Another late wrinkle was that one approach under consideration could cut out Native American tribes, including the Seneca Nation and the Oneida Nation, from participating. That could, lobbyists say, mean mobile sports betting could be restricted from large areas of upstate – including the Buffalo area – because of exclusivity deals the tribes already have for gambling ventures in their regions.
Addabbo, without discussing specifics, said the Native American issue is being worked on.

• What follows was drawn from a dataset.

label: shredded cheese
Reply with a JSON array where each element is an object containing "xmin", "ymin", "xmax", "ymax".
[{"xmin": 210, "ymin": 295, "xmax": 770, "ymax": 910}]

Tied to the mobile sports betting is a plan pushed by some to permit up to three new casinos to be opened in the New York City area, where global casino companies have floated offering the state $500 million to $1 billion in upfront casino rights’ fees. That battle has an army of lobbyists and millions spent in TV ads to try to get the casino expansion, and produced much finger-pointing about what politically wired companies might get preferential treatment to land a casino deal.
The third leg of the gambling stool on the table: a tax bailout for upstate commercial casinos, including ones in Seneca, Tioga and Schenectady counties. The casinos have underperformed both in revenues and tax payments to the state – compared with what they promised when the casinos were awarded.